Thursday, September 26, 2013

House G.O.P. Leaders List Conditions for Raising Debt Ceiling

WASHINGTON — House Republican leaders shifted the budget battle on Thursday to a potentially more consequential fight over raising the government’s borrowing limit, rolling out conditions for a debt-ceiling increase that they pulled from three years of frustrated efforts to roll back regulations and undo President Obama’s first-term achievements.

Speaker John A. Boehner also made clear that he was not ready just yet to give up a policy fight that could shut down the federal government on Tuesday. Asked whether he would put a stopgap spending bill to a vote free of Republican policy prescriptions, he answered, “I do not see that happening.”

But anything other than a budget bill unadorned with Republican amendments would not pass the Senate, Senator Harry Reid, the majority leader, said Thursday.

“They want to shut down the government — here’s how much time they have to figure it out,” Mr.
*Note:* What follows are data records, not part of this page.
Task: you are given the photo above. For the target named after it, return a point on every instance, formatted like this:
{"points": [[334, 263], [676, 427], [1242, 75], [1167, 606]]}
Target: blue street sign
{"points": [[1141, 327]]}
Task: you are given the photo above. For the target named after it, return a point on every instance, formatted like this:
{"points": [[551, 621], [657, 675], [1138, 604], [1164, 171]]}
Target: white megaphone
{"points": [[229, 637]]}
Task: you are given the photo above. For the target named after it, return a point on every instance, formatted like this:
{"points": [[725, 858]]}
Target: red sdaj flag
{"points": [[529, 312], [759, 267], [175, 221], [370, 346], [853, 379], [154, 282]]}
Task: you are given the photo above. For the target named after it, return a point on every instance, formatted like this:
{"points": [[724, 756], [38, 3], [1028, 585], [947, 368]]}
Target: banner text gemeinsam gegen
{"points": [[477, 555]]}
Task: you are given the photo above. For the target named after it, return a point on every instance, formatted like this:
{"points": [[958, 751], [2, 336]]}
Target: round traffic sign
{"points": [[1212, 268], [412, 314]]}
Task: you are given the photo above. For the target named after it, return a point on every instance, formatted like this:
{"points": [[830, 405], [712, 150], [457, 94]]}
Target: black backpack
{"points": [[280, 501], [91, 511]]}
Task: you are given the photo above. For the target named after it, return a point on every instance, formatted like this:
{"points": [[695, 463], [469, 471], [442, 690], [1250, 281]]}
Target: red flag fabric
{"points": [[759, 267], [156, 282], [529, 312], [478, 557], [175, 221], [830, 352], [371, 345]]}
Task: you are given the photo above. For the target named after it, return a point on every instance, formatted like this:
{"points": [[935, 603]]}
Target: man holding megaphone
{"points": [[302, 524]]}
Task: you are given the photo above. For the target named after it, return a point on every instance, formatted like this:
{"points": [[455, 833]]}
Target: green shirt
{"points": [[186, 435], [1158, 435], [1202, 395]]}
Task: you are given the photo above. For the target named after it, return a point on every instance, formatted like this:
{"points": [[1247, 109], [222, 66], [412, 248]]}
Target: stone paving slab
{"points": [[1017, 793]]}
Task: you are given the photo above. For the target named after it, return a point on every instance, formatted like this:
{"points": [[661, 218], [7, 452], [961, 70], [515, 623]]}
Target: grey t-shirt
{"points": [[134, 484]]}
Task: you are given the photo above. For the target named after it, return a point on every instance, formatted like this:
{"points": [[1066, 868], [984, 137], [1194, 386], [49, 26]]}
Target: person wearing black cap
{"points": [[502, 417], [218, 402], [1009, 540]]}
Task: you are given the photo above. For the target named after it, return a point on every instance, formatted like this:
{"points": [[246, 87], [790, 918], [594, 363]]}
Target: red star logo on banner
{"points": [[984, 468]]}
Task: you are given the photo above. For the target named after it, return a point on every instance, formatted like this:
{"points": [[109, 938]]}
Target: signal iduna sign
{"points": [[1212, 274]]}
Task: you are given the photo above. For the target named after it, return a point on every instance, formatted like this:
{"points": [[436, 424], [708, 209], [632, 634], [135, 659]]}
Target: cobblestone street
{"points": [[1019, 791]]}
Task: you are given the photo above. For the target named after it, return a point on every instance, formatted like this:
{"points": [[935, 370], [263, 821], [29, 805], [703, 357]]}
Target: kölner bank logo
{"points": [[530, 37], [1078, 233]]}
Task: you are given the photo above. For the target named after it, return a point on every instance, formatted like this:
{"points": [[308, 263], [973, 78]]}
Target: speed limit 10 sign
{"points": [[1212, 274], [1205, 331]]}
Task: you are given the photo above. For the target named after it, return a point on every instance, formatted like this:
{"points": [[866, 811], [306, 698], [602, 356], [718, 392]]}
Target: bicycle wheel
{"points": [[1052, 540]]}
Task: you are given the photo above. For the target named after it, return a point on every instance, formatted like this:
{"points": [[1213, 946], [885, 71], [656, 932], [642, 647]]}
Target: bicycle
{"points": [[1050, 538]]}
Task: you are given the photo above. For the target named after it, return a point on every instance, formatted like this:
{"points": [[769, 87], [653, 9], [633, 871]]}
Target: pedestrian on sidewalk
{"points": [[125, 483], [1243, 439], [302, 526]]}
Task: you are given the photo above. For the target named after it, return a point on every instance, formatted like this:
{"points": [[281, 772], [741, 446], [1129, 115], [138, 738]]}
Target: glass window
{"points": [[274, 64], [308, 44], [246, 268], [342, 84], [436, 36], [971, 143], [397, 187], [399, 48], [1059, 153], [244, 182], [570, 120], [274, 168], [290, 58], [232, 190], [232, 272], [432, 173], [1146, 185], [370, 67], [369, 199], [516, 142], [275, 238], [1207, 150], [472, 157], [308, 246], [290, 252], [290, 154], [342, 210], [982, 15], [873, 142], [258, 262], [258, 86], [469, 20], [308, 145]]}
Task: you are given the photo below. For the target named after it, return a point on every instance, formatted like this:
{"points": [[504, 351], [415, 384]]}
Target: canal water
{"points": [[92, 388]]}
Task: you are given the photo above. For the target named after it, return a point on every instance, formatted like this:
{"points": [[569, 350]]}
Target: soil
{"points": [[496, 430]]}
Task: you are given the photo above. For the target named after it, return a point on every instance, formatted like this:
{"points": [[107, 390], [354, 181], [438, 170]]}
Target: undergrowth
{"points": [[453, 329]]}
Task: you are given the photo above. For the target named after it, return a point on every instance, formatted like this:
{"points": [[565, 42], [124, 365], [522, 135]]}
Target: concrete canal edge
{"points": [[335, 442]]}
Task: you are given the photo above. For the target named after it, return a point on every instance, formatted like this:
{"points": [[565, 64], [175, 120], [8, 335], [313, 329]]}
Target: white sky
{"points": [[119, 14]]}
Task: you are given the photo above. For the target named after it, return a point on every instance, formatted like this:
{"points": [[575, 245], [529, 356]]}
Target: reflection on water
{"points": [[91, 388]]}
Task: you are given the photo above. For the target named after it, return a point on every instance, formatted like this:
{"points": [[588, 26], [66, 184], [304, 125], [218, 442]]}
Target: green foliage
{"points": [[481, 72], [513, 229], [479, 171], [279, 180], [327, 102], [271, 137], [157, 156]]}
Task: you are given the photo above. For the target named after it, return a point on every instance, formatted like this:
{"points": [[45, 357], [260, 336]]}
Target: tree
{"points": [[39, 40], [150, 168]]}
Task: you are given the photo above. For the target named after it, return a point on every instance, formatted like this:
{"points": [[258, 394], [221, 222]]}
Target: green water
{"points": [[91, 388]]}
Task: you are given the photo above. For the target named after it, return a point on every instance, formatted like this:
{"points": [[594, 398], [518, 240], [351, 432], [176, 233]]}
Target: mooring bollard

Reid said, gesturing to a digital clock in a room off the Senate chamber that is ticking down, to the second, the time before the government shutdown deadline on Oct. 1. “They can play around all they want.”

With just days remaining until a cascade of economic events crash onto Washington, the budget showdown between Congressional Republicans, Senate Democrats and President Obama is growing only more tangled.

Democratic and Republican leaders were trying on Thursday to negotiate an agreement for final votes on a stopgap spending measure through mid-November that would likely be stripped of language defunding the health care law.

Also behind closed doors in the Capitol, House Republican leaders laid out their demands for a debt-ceiling increase to the Republican rank and file.

They include a one-year delay of the president’s health care law, fast-track authority to overhaul the tax code, construction of the Keystone XL oil pipeline, offshore oil and gas production, more permitting of energy exploration on federal lands, a rollback of regulations on coal ash, blocking new Environmental Protection Agency regulations on greenhouse gas production, eliminating a $23 billion fund to ensure the orderly dissolution of failed major banks, eliminating mandatory contributions to the new Consumer Financial Protection Bureau, limits on medical malpractice lawsuits and an increase in means testing for Medicare, among other provisions.

Representative Kevin McCarthy of California, the House majority whip, said all of those measures have passed the House since Republicans took over in 2011, but they have gone nowhere in the Democratic Senate.

Now, Republicans say, they will use the threat of a potentially devastating default on United States government debt to force consideration. The laundry list of Republican priorities is also needed to build support for any debt-limit increase, which many Republicans say they cannot vote for under any circumstances.

“The president says ‘I’m not going to negotiate,' ” Mr. Boehner said. “Well, I’m sorry, but it doesn’t work that way.”

Given the president’s stance and resistance by Senate Democrats to any threat to postpone the health measure, the House proposal would seem to have no chance of success in the Senate.

Economists of all political persuasions have warned that a failure to raise the debt ceiling by the Treasury’s deadline of Oct. 17 could be catastrophic. The world economy’s faith in the inviolable safety of Treasury debt would be shaken for years, interest rates could shoot up and stock prices worldwide would most likely plummet.

But to House Republicans, those fears are precisely the leverage they need to win passage of their priorities.

“People have to recognize there’s never any compromise until the stakes are high,” said Representative Dana Rohrabacher, Republican of California. “In our society, that’s the nature of democratic government.”